One by one the women arrive: ebullient, potty-mouth Mack (Carita Farrer Spencer), her silent Goth daughter Savannah (Tyallah Bullock), heavily pregnant ex-Zimbabwean Aseni (Nancy Denis), and rich-bitch-with-a-heart-of-gold Totty (Georgina Symes). They lark about while establishing who they are, then sing an African song. Cue applause because it’s genuinely thrilling. An inordinate amount of time is spent on adding more local colour while dropping hints as to why the choir split. The hints get darker and darker and more ominous when the recent suicide of Caro, their best friend and choir queen, is revealed.

THE HEARTBREAK CHOIR

Making a beautifully judged and comical entrance, Caro’s widower is local cop Peter (Jay Laga’aia). He’s accompanied by their son, a now understandably troubled teen, Beau (Jasper Lee-Lindsay). Secrets and lies abound, and tension ramps up in time to Beau’s pounding, bouncing basketball. The comedy-drama is interspersed with rehearsals and preparation for an unexpected gig. (Musical director Sally Whitwell has moulded the actors into a more than plausible singing group and their songs are integrated into the play, neither distractions nor add-ons.)

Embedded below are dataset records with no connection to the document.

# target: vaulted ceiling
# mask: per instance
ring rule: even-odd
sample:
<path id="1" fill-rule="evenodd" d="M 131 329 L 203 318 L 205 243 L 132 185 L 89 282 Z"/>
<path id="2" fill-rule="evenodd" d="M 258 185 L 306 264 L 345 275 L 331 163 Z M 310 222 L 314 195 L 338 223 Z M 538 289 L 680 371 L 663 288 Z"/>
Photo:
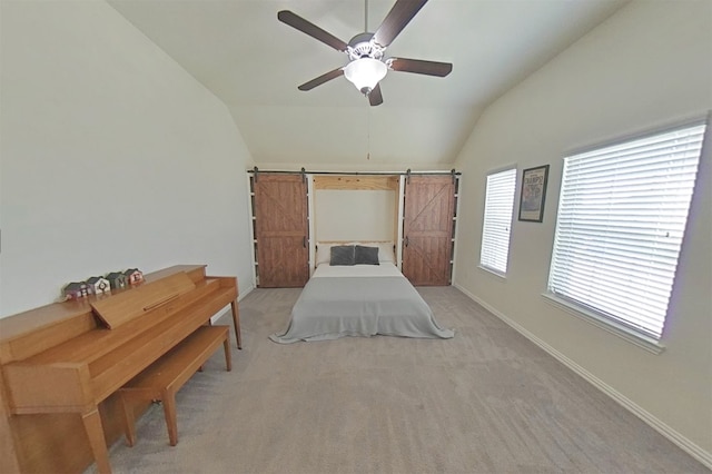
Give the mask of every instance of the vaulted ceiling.
<path id="1" fill-rule="evenodd" d="M 277 12 L 348 42 L 394 0 L 108 1 L 227 106 L 258 166 L 399 170 L 448 169 L 487 105 L 629 0 L 431 0 L 386 56 L 453 71 L 389 71 L 377 107 L 343 77 L 297 90 L 348 58 Z"/>

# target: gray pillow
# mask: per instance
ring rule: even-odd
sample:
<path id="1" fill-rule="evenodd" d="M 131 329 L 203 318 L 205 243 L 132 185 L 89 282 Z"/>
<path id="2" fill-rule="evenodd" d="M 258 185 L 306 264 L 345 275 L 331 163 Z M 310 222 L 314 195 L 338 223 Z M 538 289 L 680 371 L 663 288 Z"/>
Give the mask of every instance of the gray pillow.
<path id="1" fill-rule="evenodd" d="M 378 263 L 378 247 L 356 246 L 356 265 L 380 265 Z"/>
<path id="2" fill-rule="evenodd" d="M 337 245 L 332 247 L 332 258 L 329 265 L 354 265 L 356 254 L 353 245 Z"/>

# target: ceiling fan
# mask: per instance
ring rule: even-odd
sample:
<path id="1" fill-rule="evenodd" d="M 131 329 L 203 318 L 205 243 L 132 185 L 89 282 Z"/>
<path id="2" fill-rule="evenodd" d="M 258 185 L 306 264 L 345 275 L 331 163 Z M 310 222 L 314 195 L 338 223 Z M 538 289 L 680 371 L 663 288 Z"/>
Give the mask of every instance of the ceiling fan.
<path id="1" fill-rule="evenodd" d="M 337 51 L 348 55 L 349 62 L 343 68 L 334 69 L 298 87 L 299 90 L 312 90 L 332 79 L 345 76 L 364 93 L 372 106 L 383 103 L 380 85 L 378 83 L 388 69 L 400 72 L 445 77 L 453 70 L 449 62 L 424 61 L 421 59 L 386 58 L 386 48 L 403 31 L 415 14 L 427 3 L 427 0 L 396 0 L 375 33 L 368 31 L 368 0 L 365 0 L 365 32 L 356 34 L 348 43 L 305 20 L 298 14 L 281 10 L 277 19 L 297 30 L 316 38 Z"/>

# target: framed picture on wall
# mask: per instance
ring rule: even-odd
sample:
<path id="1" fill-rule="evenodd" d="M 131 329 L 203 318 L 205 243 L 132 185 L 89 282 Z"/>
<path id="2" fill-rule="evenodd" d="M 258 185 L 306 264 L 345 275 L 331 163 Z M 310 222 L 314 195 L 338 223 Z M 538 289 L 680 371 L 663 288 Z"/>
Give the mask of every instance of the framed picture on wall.
<path id="1" fill-rule="evenodd" d="M 528 168 L 522 171 L 522 192 L 520 195 L 520 220 L 541 223 L 544 220 L 544 200 L 548 165 Z"/>

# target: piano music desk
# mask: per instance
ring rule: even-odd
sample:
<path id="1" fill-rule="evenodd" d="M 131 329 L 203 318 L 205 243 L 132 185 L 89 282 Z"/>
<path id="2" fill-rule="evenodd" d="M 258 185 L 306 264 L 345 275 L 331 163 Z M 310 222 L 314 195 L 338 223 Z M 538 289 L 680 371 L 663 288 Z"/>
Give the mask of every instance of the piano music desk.
<path id="1" fill-rule="evenodd" d="M 0 428 L 11 432 L 22 472 L 81 472 L 93 458 L 109 473 L 107 441 L 116 437 L 105 438 L 102 416 L 116 426 L 118 415 L 99 408 L 228 304 L 241 346 L 237 279 L 206 276 L 205 267 L 166 268 L 136 288 L 0 319 L 0 395 L 12 415 Z M 79 415 L 89 450 L 61 414 Z"/>

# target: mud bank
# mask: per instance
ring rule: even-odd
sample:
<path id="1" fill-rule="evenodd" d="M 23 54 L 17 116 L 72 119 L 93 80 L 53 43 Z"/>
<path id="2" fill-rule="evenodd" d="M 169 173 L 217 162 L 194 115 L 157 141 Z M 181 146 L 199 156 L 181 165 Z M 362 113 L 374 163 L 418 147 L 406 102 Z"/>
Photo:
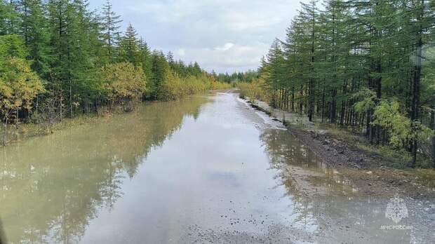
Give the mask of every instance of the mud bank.
<path id="1" fill-rule="evenodd" d="M 246 100 L 253 109 L 283 123 L 288 132 L 312 151 L 328 167 L 345 177 L 359 191 L 374 196 L 401 195 L 415 198 L 435 197 L 435 170 L 389 168 L 380 156 L 319 130 L 306 118 L 276 109 L 259 101 Z"/>

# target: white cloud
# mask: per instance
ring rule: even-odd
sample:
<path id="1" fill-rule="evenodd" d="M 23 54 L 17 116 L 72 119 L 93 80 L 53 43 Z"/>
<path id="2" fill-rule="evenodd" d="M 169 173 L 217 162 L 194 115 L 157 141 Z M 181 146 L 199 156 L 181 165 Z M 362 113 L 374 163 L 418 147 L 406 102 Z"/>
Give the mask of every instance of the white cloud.
<path id="1" fill-rule="evenodd" d="M 232 48 L 233 46 L 234 46 L 234 43 L 232 43 L 231 42 L 227 42 L 224 46 L 215 47 L 215 50 L 226 51 L 227 50 L 231 49 L 231 48 Z"/>
<path id="2" fill-rule="evenodd" d="M 186 55 L 186 49 L 185 48 L 179 48 L 177 50 L 176 54 L 179 56 L 184 57 Z"/>
<path id="3" fill-rule="evenodd" d="M 298 0 L 112 1 L 152 48 L 229 72 L 255 69 L 300 6 Z"/>

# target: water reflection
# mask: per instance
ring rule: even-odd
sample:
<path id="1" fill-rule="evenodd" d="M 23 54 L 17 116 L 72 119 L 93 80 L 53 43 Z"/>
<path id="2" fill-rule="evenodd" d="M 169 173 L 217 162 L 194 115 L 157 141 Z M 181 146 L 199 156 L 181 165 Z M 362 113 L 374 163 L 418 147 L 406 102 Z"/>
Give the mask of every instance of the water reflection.
<path id="1" fill-rule="evenodd" d="M 205 97 L 155 102 L 0 150 L 0 217 L 8 241 L 77 242 L 122 196 L 148 152 L 197 117 Z"/>
<path id="2" fill-rule="evenodd" d="M 382 230 L 382 226 L 396 224 L 385 217 L 389 198 L 359 192 L 345 173 L 328 169 L 288 131 L 266 130 L 260 139 L 271 168 L 279 170 L 286 196 L 293 201 L 293 224 L 304 230 L 314 226 L 315 242 L 430 243 L 435 240 L 421 201 L 406 199 L 410 215 L 400 224 L 412 230 Z"/>

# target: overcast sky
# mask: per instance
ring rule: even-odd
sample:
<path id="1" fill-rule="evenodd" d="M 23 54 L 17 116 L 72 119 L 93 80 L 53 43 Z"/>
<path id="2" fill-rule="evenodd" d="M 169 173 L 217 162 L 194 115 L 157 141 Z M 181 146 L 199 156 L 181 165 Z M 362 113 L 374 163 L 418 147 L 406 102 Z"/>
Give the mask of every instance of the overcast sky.
<path id="1" fill-rule="evenodd" d="M 91 0 L 100 8 L 106 0 Z M 300 7 L 299 0 L 112 0 L 152 49 L 197 61 L 205 69 L 256 69 L 275 37 Z"/>

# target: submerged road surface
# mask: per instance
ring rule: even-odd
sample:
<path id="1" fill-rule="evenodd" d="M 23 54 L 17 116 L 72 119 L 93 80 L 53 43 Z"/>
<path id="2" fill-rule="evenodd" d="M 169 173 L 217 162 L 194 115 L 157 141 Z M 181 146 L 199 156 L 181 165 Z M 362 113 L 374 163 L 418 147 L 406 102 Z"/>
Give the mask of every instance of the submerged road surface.
<path id="1" fill-rule="evenodd" d="M 360 194 L 234 93 L 0 149 L 11 243 L 431 243 L 431 208 Z"/>

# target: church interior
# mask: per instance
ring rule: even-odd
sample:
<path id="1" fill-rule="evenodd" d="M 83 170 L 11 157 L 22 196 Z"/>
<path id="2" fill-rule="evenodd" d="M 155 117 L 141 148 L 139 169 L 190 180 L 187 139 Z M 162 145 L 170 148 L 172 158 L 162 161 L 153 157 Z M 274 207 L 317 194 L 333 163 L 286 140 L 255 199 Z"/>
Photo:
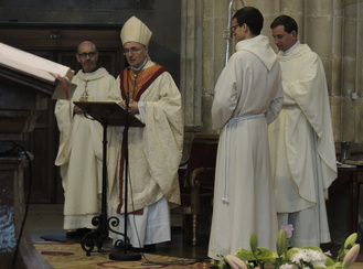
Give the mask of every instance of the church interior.
<path id="1" fill-rule="evenodd" d="M 337 251 L 352 233 L 357 233 L 362 244 L 363 0 L 2 0 L 0 42 L 77 72 L 81 65 L 75 50 L 82 41 L 92 41 L 99 52 L 99 66 L 117 77 L 127 66 L 120 42 L 122 24 L 132 15 L 142 20 L 153 32 L 149 44 L 151 60 L 168 69 L 182 97 L 184 143 L 179 169 L 182 186 L 192 158 L 199 162 L 207 161 L 206 155 L 213 157 L 194 152 L 193 139 L 217 143 L 218 133 L 212 129 L 211 119 L 213 89 L 234 51 L 235 41 L 225 37 L 228 15 L 245 6 L 253 6 L 263 13 L 261 34 L 269 39 L 271 47 L 276 49 L 270 22 L 279 14 L 289 14 L 300 26 L 300 41 L 321 57 L 339 162 L 338 177 L 325 202 L 332 243 L 323 248 Z M 67 239 L 62 227 L 64 192 L 60 169 L 54 165 L 60 133 L 53 92 L 53 87 L 26 80 L 0 64 L 0 191 L 3 193 L 0 227 L 10 233 L 1 232 L 1 238 L 12 238 L 9 246 L 0 246 L 0 255 L 7 259 L 10 259 L 7 252 L 14 246 L 24 215 L 28 216 L 24 233 L 29 236 L 24 241 L 29 247 L 22 251 L 28 250 L 29 256 L 36 256 L 32 244 L 78 244 L 82 239 Z M 30 157 L 7 155 L 13 148 L 29 152 Z M 215 162 L 212 160 L 212 164 L 205 165 L 214 169 Z M 203 193 L 200 190 L 184 193 L 188 198 L 184 201 L 182 196 L 182 206 L 171 211 L 172 241 L 157 246 L 151 254 L 207 260 L 212 215 L 212 198 L 207 195 L 213 193 L 213 180 L 212 175 L 212 183 L 206 183 Z M 191 195 L 194 198 L 196 195 L 196 209 L 193 208 L 196 200 L 186 201 Z M 200 196 L 206 197 L 206 204 Z M 108 246 L 110 241 L 105 239 L 105 244 Z M 24 263 L 35 262 L 23 259 Z M 42 263 L 39 260 L 36 262 Z M 357 261 L 363 262 L 362 249 Z"/>

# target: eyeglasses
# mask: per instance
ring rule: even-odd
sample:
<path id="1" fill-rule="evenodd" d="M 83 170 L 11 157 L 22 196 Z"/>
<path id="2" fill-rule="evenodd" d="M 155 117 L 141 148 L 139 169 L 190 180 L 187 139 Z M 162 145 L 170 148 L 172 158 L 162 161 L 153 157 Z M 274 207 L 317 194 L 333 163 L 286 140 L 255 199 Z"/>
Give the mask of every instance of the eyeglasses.
<path id="1" fill-rule="evenodd" d="M 81 57 L 81 58 L 86 58 L 87 56 L 88 57 L 94 57 L 94 56 L 96 56 L 96 52 L 88 52 L 88 53 L 78 53 L 78 56 Z"/>
<path id="2" fill-rule="evenodd" d="M 234 33 L 234 31 L 236 31 L 237 28 L 239 28 L 239 25 L 234 25 L 234 26 L 229 28 L 231 33 Z"/>
<path id="3" fill-rule="evenodd" d="M 126 55 L 127 53 L 135 54 L 135 53 L 138 53 L 139 51 L 141 51 L 143 49 L 145 49 L 145 46 L 143 47 L 135 47 L 135 46 L 132 46 L 130 49 L 125 49 L 124 50 L 124 55 Z"/>

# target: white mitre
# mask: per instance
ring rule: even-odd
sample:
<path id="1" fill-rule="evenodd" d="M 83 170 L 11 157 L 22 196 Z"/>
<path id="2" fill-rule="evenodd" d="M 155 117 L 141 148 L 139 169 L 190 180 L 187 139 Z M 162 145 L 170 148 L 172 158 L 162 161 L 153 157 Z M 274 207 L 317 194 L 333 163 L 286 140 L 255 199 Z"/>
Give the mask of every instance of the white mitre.
<path id="1" fill-rule="evenodd" d="M 122 26 L 122 45 L 127 42 L 138 42 L 142 45 L 149 45 L 152 32 L 136 17 L 131 17 Z"/>

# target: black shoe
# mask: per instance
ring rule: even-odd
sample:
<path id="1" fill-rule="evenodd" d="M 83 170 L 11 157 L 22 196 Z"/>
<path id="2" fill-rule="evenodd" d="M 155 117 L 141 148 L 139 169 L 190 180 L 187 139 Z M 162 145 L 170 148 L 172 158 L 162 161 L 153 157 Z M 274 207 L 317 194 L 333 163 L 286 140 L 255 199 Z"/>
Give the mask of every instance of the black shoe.
<path id="1" fill-rule="evenodd" d="M 151 244 L 151 245 L 145 245 L 143 248 L 135 248 L 135 247 L 130 247 L 130 251 L 132 252 L 153 252 L 156 250 L 156 244 Z"/>
<path id="2" fill-rule="evenodd" d="M 92 229 L 89 228 L 79 228 L 79 229 L 76 229 L 76 230 L 68 230 L 65 236 L 67 238 L 82 238 L 84 237 L 86 234 L 90 233 Z"/>

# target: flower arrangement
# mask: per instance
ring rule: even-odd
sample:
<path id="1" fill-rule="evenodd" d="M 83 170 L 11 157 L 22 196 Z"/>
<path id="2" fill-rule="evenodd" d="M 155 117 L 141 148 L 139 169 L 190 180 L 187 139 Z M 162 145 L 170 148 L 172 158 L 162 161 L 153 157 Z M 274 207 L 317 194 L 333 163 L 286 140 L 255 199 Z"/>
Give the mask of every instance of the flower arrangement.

Nevertheless, with all activity confined to the CFA hall, it’s inevitable that the real action happens elsewhere and is related by the characters. It’s frustrating to have the sensible “show don’t tell” rule broken so constantly, particularly when an act of arson threatens everyone. Director Anna Ledwich maintains a steady pace and ensures that each actor is embedded in character and is vivid and authentic. But it’s the script that requires attention – to trim and revivify and attend to the various potholes (not just the one Totty constantly moans about).

The biggest pothole – more a yawning chasm – is the absence of what should be a climactic final scene: an impassioned courtroom speech from Beau, backed up by the women and his dad. It’s signalled but never happens and instead a gentle and lovely coup de théâtre lets down the narrative and the actors into a soft landing, rather than the much-needed dénouement of a plausibly muscular finale.

THE HEARTBREAK CHOIR

There is much to enjoy from the company of actors, in particular their comic timing and grasp of individual characters. Yet the play itself badly needs a dramaturg and completion. It’s been said elsewhere that Fennessy’s death occurred while the play was still in development – it certainly seems likely. Meanwhile, the cast delivers plenty of laughs and excruciating insights into country town life. And then there’s the music: if you enjoy comedy both spiky and tender, and a cappella voices, you’ll love The Heartbreak Choir.